Zhang Siqin, Chen Shaoyong, Wang Yuchen, Zhan Yuxiang, Li Jiarui, Nong Xiaolin, Gao Biyun
College of Stomatology, Guangxi Medical University, Nanning, China.
Guangxi Key Laboratory of Oral and Maxillofacial Surgery Disease Treatment, Nanning, China.
Front Genet. 2021 Dec 17;12:744304. doi: 10.3389/fgene.2021.744304. eCollection 2021.
Although immunotherapy has recently demonstrated a substantial promise in treating advanced thyroid carcinoma (THCA), it is not appropriate for all THCA patients. As a result, this study aims to identify biomarkers for predicting immunotherapy efficacy and prognosis in THCA patients based on a constructed prognostic model. The transcriptomic and corresponding clinical data of THCA patients were obtained from the Cancer Genome Atlas (TCGA) database. We identified differentially expressed genes (DEGs) between THCA and normal samples and performed an intersection analysis of DEGs with immune-related genes (IRGs) downloaded from the ImmPort database. Functional enrichment analysis was performed on the chosen immune-related DEGs. Subsequently, Cox and LASSO regression analyses were conducted to obtain three hub immune-related DEGs, including PPBP, SEMA6B, and GCGR. Following that, a prognostic risk model was established and validated based on PPBP, SEMA6B, and GCGR genes to predict immunotherapy efficacy and THCA prognosis. Finally, we investigated the association between the constructed risk model and tumor mutational burden (TMB), abundance of tumor-infiltrating immune cells (TICs) as well as immunotherapeutic targets (PDL-1, PD-1, and CTLA4) in THCA. THCA patients in the high-risk score (RS) group showed higher TMB levels and worse prognosis than the low RS group. Patients in the high-RS group had higher proportions of monocytes, M2 macrophages, and activated dendritic cells, whereas those in the low-RS group exhibited higher numbers of M1 macrophages and dendritic resting cells. Our data implied that the constructed THCA prognostic model was sound and we concluded that the THCA patients having high TMB and low PD-L1 expression levels might respond poorly to immunotherapy. Taken together, we constructed a novel prognostic model for THCA patients to predict their prognosis and immunotherapy efficacy, providing a viable option for the future management of THCA patients in the clinic.

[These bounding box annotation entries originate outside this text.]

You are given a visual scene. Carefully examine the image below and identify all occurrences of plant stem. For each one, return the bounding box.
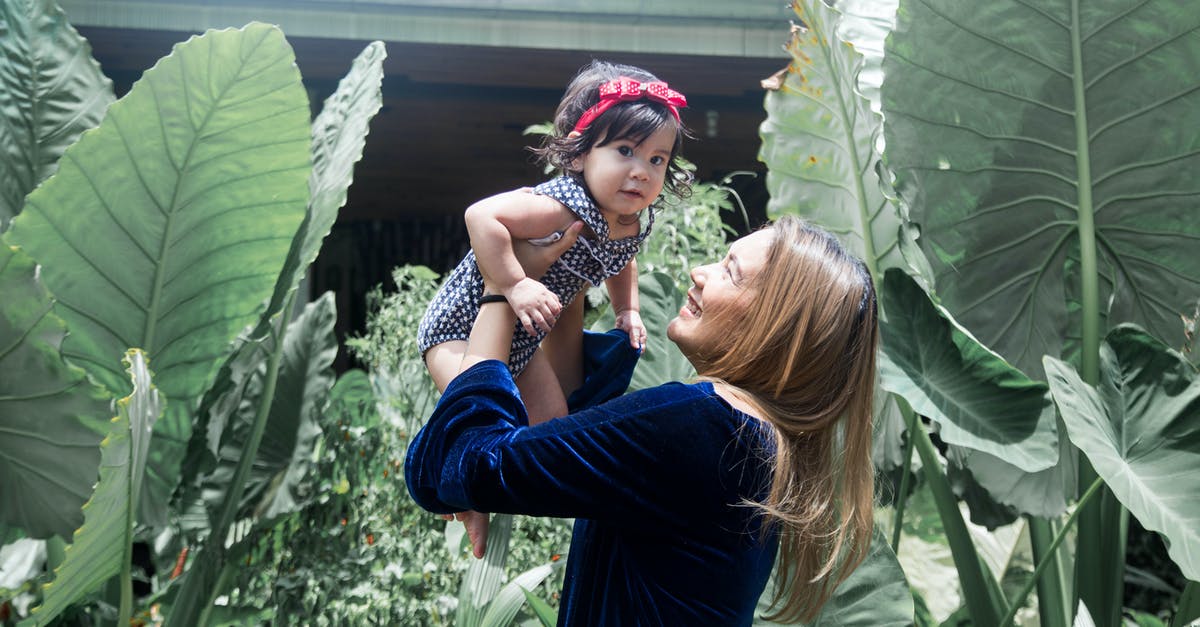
[1025,515,1074,627]
[1070,0,1124,625]
[1171,581,1200,627]
[1000,478,1104,626]
[212,289,296,533]
[892,401,917,554]
[167,289,296,626]
[901,408,1003,627]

尽管免疫疗法最近在治疗晚期甲状腺癌(THCA)方面显示出巨大前景,但并非适用于所有THCA患者。因此,本研究旨在基于构建的预后模型,识别预测THCA患者免疫治疗疗效和预后的生物标志物。从癌症基因组图谱(TCGA)数据库获取THCA患者的转录组学及相应临床数据。我们鉴定了THCA与正常样本之间的差异表达基因(DEG),并对从ImmPort数据库下载的DEG与免疫相关基因(IRG)进行了交集分析。对选定的免疫相关DEG进行功能富集分析。随后,进行Cox和LASSO回归分析,以获得三个核心免疫相关DEG,包括血小板碱性蛋白(PPBP)、信号素6B(SEMA6B)和胰高血糖素受体(GCGR)。在此之后,基于PPBP、SEMA6B和GCGR基因建立并验证了一个预后风险模型,以预测免疫治疗疗效和THCA预后。最后,我们研究了构建的风险模型与THCA中肿瘤突变负荷(TMB)、肿瘤浸润免疫细胞(TIC)丰度以及免疫治疗靶点(程序性死亡受体配体1(PDL-1)、程序性死亡受体1(PD-1)和细胞毒性T淋巴细胞相关蛋白4(CTLA4))之间的关联。高风险评分(RS)组的THCA患者比低RS组显示出更高的TMB水平和更差的预后。高RS组患者的单核细胞、M2巨噬细胞和活化树突状细胞比例更高,而低RS组患者的M1巨噬细胞和静止树突状细胞数量更多。我们的数据表明构建的THCA预后模型是合理的,并且我们得出结论,TMB高且程序性死亡受体配体1(PD-L1)表达水平低的THCA患者可能对免疫治疗反应不佳。综上所述,我们为THCA患者构建了一个新的预后模型,以预测其预后和免疫治疗疗效,为临床THCA患者的未来管理提供了一个可行的选择。